Ayer domingo 19 de junio fue el Día del Padre. Como siempre, la intensidad del festejo baja como los ríos en período de estiaje. Yo no tengo que decir feliz día del padre. Soy padre, no sé si bueno o malo, pero tengo suficiente memoria y corazón para querer y recordar a mis hijos. No necesariamente tienen que acordarse de este padre imperfecto, con miles de defectos, pero, buscando como aguja en un pajar, algunas virtudes y cosas buenas se encuentran. A mí la conciencia me pesa como un costal de piedras cuando hablo de mi padre. Admiro a esos padres ejemplares, paradigmas y héroes invencibles; admiro a los hijos que siempre están pendientes de su padre vivo, más aún en la vejez, la soledad, la enfermedad y la necesidad material. ¿Cuántos ancianos del asilo Mis Abuelitos de Cochachinche han sido visitados ayer por sus hijos? Koko Cabanillas vive con la conciencia tranquila: se reconcilió con su padre oportunamente, vivo, frente a frente; eso vale más que las flores y un ataúd de caoba. Los padres no hemos parido hijos, pero sí asumimos un rol protector, de sostén económico, proveedor, consejero, solidario. Cuando visité el asilo del padre Oswaldo Rodríguez, un anciano no hablaba, solo miraba y sonreía con mucho esfuerzo. Le pregunté su nombre, no me contestó. “Le dicen bebé, nada más”, alguien me susurra al oído. No tiene un perro que le ladre, pero sí casa, comida, afecto y atenciones para vivir y morir con dignidad. ¿Por qué tanta ingratitud, inhumanidad y amnesia?
Si existieran muchas Marías, como la madre de Jorge, no habría hijos odiando visceralmente, como enemigo declarado, a su padre, que, con imperfecciones, errores y omisiones, es padre, aunque sea solo proveedor, “tarjeta de crédito” o un voucher mensual.
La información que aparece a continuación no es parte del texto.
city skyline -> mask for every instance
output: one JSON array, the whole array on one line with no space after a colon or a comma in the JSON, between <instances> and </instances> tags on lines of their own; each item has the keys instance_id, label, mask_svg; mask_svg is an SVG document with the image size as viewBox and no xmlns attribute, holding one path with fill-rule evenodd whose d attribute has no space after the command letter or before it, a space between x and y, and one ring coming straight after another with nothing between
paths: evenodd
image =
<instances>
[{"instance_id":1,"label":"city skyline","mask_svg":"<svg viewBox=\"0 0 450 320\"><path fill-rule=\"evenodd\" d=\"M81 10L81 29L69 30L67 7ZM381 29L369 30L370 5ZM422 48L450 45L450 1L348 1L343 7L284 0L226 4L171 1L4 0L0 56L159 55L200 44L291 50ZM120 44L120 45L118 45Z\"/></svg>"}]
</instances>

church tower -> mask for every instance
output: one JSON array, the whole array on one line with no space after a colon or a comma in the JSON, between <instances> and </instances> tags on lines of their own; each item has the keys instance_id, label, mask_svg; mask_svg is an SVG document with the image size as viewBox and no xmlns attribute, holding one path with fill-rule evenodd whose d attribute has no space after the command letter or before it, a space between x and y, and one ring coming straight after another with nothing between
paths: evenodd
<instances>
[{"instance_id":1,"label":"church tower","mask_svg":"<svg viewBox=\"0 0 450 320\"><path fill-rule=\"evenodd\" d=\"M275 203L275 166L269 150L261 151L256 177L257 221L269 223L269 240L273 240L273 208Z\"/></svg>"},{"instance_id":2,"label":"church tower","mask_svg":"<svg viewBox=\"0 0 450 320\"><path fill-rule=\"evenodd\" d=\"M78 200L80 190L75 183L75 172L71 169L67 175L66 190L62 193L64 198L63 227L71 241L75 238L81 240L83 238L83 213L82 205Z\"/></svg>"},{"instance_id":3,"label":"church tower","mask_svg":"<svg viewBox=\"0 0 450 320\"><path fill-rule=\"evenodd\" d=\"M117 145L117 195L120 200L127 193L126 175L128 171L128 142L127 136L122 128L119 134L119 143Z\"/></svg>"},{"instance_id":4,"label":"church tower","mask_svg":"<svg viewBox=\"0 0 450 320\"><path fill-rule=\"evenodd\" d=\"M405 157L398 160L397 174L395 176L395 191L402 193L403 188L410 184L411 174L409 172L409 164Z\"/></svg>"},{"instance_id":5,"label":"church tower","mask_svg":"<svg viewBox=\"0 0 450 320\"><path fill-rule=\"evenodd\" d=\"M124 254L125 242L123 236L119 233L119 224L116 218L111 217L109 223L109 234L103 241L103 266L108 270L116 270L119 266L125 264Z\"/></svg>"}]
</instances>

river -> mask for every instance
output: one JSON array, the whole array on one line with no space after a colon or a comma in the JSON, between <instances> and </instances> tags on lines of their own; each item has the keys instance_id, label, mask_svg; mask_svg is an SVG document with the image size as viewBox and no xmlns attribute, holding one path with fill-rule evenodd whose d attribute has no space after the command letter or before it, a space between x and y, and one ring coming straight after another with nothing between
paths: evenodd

El costo de la ingratitud y la desmemoria de los hijos con el padre es alto. ¿Existe el karma? Si fuera así, “no hagas a tu padre lo que no quieres que hagan contigo tus hijos”. Hay padres que, seguramente, “merecen” desafecto por sus irresponsabilidades. La madre de Jorge Cabanillas, como la de Facundo Cabral, da una lección de integridad: el envenenamiento a los hijos en contra del padre es vil, abyecto, daño irreversible porque el tiempo que se pierde no se recupera. Vivir sin remordimiento vale más que consentir el odio en el corazón, amargura en el rostro y sin posibilidad de reconciliarse consigo mismo, sin perdón ni compasión. Sigo leyendo el poema de Pablo Guevara ahora en voz alta, escucho Mi viejo de Piero y Mi querido, mi viejo, mi amigo de Roberto Carlos. La “lluvia güena” caerá algún día del cielo sobre la sequía.